From Restriction to Creativity: How Art Shaped My Relationship with Food
I studied art for over ten years, and I genuinely believe that art education is something everyone should experience — yes, I’m biased, but for a good reason.
Art didn’t just teach me how to draw or sculpt. It trained me to observe, to experiment, to tolerate uncertainty, and to stay curious. It taught me how to work with constraints, how to fail and try again, how to hold a vision and patiently move towards it. Most importantly, it helped me see beauty, complexity, and variety in the world, and to feel more free, courageous, and understood within it.
Those skills turned out to be surprisingly useful far beyond the studio. Especially in the kitchen.
When I first discovered food sensitivities, I was confused and overwhelmed. The initial guidance I received was limited, and although I felt some improvement after removing certain foods, I didn’t yet understand the full picture of gut health, immune responses, or proper testing.
So I did what many people do when they begin learning about food and health — I fell into a rabbit hole.
Over time, my diet became increasingly restrictive. I removed gluten, dairy, eggs, soy, oats, bananas, all grains, and most animal products. I cooked everything from scratch, read every label, and felt constantly vigilant around food. Social eating became nearly impossible. Food — once joyful — felt loaded and heavy.
And yet… I did feel better. So I committed fully.
Creativity became my lifeline during that period.
Instead of collapsing into frustration, I approached restriction as a creative challenge. I explored ingredients I had never heard of. I experimented, failed, adapted, and tried again. I played with textures, flavours, colours, and combinations. Even within limitation, I found ways to expand.
Looking back, some elimination was necessary. Strong reactions do require full avoidance, at least temporarily, to allow the gut and immune system to calm. But without the right structure and support, restriction can quietly turn into rigidity.
It took deeper learning, the right support, and time for me to move from confusion and extremes towards clarity. Eventually, I began reintroducing foods more thoughtfully. My approach softened. My confidence grew.
But creativity had already done its work — it had protected my relationship with food long before balance returned.
As my nutritional therapy studies later deepened, I learned that my extreme approach wasn’t nourishing me properly. Testing showed I was malnourished and struggling with digestion, and I slowly began reintroducing foods with the right support. That phase mattered — but it’s not the heart of this story.
The heart of this story is that creativity carried me through every stage.
Even now, with a much broader diet, I still cook the same way I always have: experimentally, visually, intuitively. I think in colour. I ask myself how I can add diversity rather than what I need to remove. On average, I eat over 50 different plant foods per week and aim to include all seven colours regularly — not out of obsession, but because it feels natural and joyful.
Gluten and dairy are likely lifelong exclusions for me, and that’s okay. I don’t fixate on what’s missing. I focus on the abundance that’s available — and there is so much of it.
Art taught me that beauty isn’t about perfection. It’s about attention, presence, and relationship. When we bring those qualities to food, eating becomes more than nourishment — it becomes an act of creativity, care, and self-respect.
And perhaps this is where the story widens.
Creativity is one of the core facets that make us human.
I truly believe that every single person is creative. We only differ in how that creativity expresses itself — and whether we practise it or not.
Creativity isn’t reserved for artists, painters, or musicians. It shows up in how we solve problems, how we decorate our homes, how we dress, how we arrange flowers, and how we season a soup. It lives in adaptation, curiosity, experimentation, and joy.
It is a skill.
The more you use it, the stronger it becomes — and over time, it becomes second nature in everyday life.

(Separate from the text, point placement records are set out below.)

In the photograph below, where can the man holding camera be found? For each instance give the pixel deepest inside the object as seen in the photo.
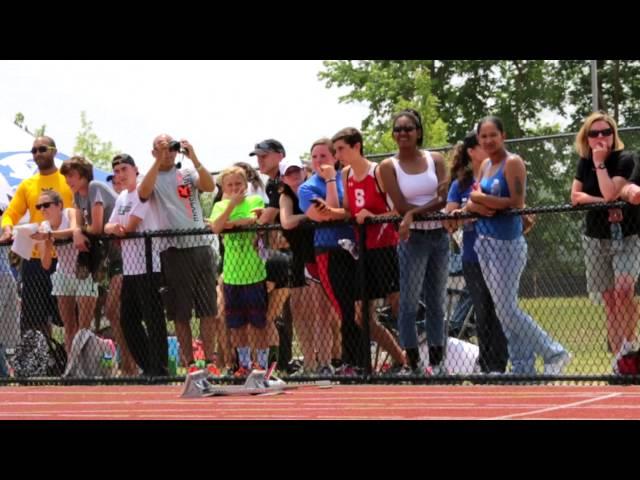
(38, 306)
(188, 263)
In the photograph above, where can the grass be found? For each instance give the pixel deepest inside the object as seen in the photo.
(579, 325)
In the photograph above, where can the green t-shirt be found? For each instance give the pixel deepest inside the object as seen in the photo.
(242, 264)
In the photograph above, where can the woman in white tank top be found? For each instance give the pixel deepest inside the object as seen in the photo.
(416, 183)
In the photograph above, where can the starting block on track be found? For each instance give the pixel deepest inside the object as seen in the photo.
(259, 382)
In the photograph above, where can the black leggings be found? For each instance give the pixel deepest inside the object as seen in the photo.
(491, 340)
(338, 271)
(140, 301)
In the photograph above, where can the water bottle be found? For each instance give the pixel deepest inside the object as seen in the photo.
(616, 237)
(495, 187)
(350, 246)
(174, 349)
(107, 361)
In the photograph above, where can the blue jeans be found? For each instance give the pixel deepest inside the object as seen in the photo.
(502, 263)
(423, 262)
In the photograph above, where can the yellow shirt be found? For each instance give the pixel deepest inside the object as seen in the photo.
(27, 195)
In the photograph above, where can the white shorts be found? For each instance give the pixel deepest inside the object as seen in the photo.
(69, 286)
(603, 263)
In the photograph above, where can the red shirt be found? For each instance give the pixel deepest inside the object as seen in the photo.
(365, 194)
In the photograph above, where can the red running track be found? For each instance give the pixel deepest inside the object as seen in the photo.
(341, 402)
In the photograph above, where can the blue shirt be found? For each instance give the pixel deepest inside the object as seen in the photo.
(502, 227)
(315, 187)
(469, 234)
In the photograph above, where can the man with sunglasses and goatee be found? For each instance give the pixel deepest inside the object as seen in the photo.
(38, 306)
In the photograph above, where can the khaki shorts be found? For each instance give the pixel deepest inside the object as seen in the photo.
(69, 286)
(603, 264)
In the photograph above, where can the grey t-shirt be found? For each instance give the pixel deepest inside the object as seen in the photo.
(176, 197)
(99, 192)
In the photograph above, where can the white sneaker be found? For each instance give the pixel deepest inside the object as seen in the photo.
(557, 366)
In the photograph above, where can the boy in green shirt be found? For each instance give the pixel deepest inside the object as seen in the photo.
(244, 272)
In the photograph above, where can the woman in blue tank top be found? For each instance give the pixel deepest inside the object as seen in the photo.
(502, 252)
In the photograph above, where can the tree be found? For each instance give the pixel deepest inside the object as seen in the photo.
(89, 144)
(19, 121)
(388, 86)
(618, 90)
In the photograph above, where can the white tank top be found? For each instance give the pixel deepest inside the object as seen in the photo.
(419, 188)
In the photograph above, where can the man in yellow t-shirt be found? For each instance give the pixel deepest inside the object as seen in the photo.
(38, 306)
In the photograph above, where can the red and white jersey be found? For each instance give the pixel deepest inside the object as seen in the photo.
(365, 194)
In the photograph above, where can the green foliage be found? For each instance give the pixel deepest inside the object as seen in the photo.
(19, 121)
(453, 95)
(89, 144)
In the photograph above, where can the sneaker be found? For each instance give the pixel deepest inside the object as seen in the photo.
(242, 372)
(347, 370)
(557, 366)
(301, 372)
(407, 371)
(213, 370)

From a neurological perspective, this makes sense. When we engage in creative acts, we stimulate multiple brain networks at once — imagination, executive function, sensory processing, and emotional regulation. We strengthen neural pathways through novelty and experimentation. In other words, creativity supports neuroplasticity — the brain’s ability to adapt, rewire, and grow.

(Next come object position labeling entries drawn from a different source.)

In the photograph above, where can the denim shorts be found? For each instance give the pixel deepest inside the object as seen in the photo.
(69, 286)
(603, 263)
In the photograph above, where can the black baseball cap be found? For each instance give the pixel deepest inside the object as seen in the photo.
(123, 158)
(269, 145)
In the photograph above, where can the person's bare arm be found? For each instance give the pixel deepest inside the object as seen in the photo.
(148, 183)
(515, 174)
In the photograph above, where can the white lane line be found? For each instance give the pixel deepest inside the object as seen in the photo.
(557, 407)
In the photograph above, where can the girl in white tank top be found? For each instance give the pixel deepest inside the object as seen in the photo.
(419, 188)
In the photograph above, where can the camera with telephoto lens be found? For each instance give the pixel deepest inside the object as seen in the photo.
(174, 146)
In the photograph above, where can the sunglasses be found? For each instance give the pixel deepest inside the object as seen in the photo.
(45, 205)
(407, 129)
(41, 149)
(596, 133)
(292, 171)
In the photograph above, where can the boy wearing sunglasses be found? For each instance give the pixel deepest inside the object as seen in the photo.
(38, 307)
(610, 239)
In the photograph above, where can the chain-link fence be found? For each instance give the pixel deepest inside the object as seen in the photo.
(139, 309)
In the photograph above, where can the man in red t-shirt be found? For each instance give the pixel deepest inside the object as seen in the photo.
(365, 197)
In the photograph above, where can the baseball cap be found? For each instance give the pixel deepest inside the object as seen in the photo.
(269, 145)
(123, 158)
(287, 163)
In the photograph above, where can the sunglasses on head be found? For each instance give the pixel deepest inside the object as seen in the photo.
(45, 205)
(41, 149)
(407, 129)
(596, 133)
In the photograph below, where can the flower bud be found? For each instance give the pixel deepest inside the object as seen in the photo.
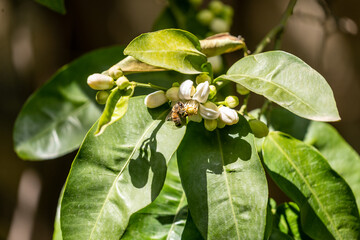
(205, 17)
(202, 92)
(242, 90)
(99, 81)
(173, 94)
(203, 77)
(209, 110)
(186, 90)
(155, 99)
(221, 124)
(259, 128)
(115, 72)
(210, 125)
(231, 101)
(228, 116)
(213, 91)
(102, 96)
(122, 82)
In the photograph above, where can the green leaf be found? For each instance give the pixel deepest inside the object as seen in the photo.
(57, 235)
(288, 81)
(165, 217)
(170, 49)
(340, 155)
(116, 107)
(224, 181)
(55, 5)
(55, 119)
(118, 173)
(305, 176)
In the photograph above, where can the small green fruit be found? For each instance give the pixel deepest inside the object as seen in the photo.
(259, 128)
(102, 96)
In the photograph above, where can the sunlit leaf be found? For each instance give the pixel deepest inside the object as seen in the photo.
(56, 117)
(288, 81)
(324, 198)
(170, 49)
(118, 173)
(224, 181)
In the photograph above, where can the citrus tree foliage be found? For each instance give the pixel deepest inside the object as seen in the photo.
(172, 155)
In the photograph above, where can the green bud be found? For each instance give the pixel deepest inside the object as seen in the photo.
(173, 94)
(216, 7)
(115, 72)
(231, 101)
(213, 91)
(259, 128)
(210, 125)
(219, 25)
(203, 77)
(99, 81)
(122, 82)
(102, 96)
(242, 90)
(205, 17)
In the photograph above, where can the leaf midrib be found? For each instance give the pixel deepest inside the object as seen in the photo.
(307, 184)
(122, 170)
(277, 85)
(227, 184)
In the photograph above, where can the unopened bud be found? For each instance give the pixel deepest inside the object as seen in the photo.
(210, 125)
(99, 81)
(259, 128)
(122, 82)
(228, 116)
(155, 99)
(102, 96)
(241, 89)
(213, 91)
(203, 77)
(231, 101)
(173, 94)
(115, 72)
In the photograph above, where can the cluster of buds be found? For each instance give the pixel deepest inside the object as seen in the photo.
(197, 104)
(103, 82)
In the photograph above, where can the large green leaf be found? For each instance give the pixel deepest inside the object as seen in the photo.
(56, 118)
(55, 5)
(170, 49)
(306, 177)
(118, 173)
(224, 181)
(288, 81)
(165, 217)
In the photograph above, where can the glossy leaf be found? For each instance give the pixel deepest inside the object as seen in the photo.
(55, 119)
(170, 49)
(55, 5)
(57, 235)
(115, 108)
(288, 81)
(118, 173)
(165, 217)
(223, 179)
(305, 176)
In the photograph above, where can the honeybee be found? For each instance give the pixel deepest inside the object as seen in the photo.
(178, 114)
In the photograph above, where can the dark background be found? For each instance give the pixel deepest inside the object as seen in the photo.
(35, 42)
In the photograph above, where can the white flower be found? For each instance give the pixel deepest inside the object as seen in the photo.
(228, 116)
(209, 111)
(155, 99)
(99, 81)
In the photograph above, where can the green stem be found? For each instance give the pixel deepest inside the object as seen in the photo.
(278, 30)
(149, 85)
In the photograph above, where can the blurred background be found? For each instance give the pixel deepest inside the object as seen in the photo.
(35, 42)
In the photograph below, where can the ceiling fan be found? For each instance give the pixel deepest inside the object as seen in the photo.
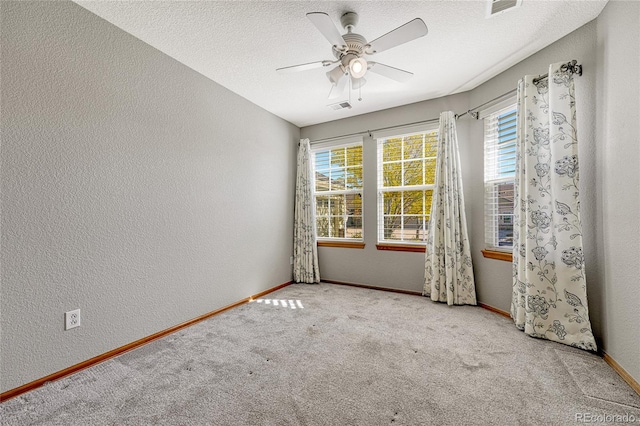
(350, 50)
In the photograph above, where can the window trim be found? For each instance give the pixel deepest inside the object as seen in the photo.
(357, 243)
(398, 245)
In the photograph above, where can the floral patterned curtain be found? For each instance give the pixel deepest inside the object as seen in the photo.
(549, 288)
(448, 267)
(305, 251)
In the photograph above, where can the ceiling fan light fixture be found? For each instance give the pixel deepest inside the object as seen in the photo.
(357, 67)
(335, 75)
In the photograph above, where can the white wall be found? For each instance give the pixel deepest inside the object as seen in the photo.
(379, 268)
(132, 187)
(618, 183)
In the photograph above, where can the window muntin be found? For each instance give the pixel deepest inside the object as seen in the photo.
(338, 188)
(406, 178)
(499, 175)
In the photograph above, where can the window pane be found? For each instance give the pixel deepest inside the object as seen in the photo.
(413, 147)
(392, 174)
(392, 227)
(354, 178)
(431, 145)
(392, 150)
(337, 227)
(337, 181)
(392, 203)
(413, 228)
(322, 206)
(354, 204)
(413, 172)
(322, 226)
(322, 181)
(354, 156)
(413, 202)
(337, 205)
(499, 163)
(322, 160)
(430, 171)
(354, 227)
(337, 158)
(404, 213)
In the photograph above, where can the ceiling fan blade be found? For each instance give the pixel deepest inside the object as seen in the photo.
(304, 67)
(390, 72)
(338, 89)
(325, 25)
(403, 34)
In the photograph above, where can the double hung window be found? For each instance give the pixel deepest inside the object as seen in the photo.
(338, 187)
(406, 178)
(499, 174)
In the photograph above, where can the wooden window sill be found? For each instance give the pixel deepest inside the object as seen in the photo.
(401, 247)
(341, 244)
(498, 255)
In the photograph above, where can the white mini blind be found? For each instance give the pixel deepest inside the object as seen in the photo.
(499, 174)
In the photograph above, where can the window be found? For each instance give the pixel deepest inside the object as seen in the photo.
(499, 174)
(406, 178)
(337, 172)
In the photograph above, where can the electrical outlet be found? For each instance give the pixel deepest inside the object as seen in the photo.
(72, 319)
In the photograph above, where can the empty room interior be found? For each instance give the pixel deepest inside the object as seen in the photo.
(310, 212)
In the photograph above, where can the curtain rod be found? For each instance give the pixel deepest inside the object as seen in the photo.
(572, 67)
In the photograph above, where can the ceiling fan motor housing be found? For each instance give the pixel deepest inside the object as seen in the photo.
(355, 45)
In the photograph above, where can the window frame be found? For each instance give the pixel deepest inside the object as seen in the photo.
(402, 244)
(344, 242)
(494, 178)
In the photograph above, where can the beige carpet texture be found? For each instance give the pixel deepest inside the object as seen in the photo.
(336, 355)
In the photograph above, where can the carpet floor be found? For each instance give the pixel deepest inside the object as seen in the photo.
(336, 355)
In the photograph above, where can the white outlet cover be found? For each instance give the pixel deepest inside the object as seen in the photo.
(72, 319)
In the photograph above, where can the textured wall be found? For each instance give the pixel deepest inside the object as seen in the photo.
(494, 276)
(132, 187)
(403, 270)
(618, 151)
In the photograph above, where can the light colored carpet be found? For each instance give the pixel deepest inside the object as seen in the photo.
(343, 356)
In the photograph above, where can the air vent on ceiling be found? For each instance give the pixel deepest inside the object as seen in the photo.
(497, 7)
(341, 105)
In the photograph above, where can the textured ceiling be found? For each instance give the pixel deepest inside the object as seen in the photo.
(239, 44)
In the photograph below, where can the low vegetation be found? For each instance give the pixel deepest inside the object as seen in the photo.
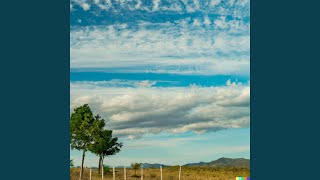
(169, 173)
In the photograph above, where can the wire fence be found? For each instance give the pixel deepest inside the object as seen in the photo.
(167, 173)
(122, 173)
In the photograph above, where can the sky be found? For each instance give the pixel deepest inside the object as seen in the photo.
(171, 78)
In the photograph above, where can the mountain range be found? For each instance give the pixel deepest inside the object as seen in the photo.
(226, 162)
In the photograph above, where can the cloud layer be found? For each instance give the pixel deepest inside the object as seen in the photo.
(134, 112)
(161, 48)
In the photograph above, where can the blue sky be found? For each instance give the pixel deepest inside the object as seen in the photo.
(171, 78)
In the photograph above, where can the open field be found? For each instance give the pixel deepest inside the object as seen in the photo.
(169, 173)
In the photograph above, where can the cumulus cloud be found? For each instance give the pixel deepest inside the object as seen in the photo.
(183, 6)
(134, 112)
(161, 47)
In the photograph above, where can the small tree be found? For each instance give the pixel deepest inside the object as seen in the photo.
(135, 166)
(104, 145)
(83, 127)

When we stop practising creativity, we can become rigid. We start looking for rules instead of possibilities. We focus on what we can’t do rather than what we could create instead. That rigidity isn’t just psychological — it can become neurological too. The brain loves efficiency, and without novelty, it defaults to familiar patterns.
But when we engage creativity — even in small daily acts — we signal to the brain that exploration is safe. We build cognitive flexibility. We nurture resilience. We quite literally train ourselves to adapt.
For me, the kitchen is one of the most intimate places where creativity expresses itself. It is where colour meets nourishment. Where limitation becomes innovation. Where health becomes art and time in the kitchen becomes an act of self-care, creativity, joy, and a kind of sacred mindfulness.
Creativity taught me to look at the world not as a list of prohibitions, but as a landscape of possibilities. The same is true in the kitchen. When we focus on colour, diversity, flavour, and cultural discovery, we move from a mindset of restriction to one of expansion.
There is so much to explore. So many plants. So many traditions. So many combinations that have yet to be tasted.
And perhaps that is the deeper lesson: health is not about narrowing life down — it is about learning how to expand wisely within it.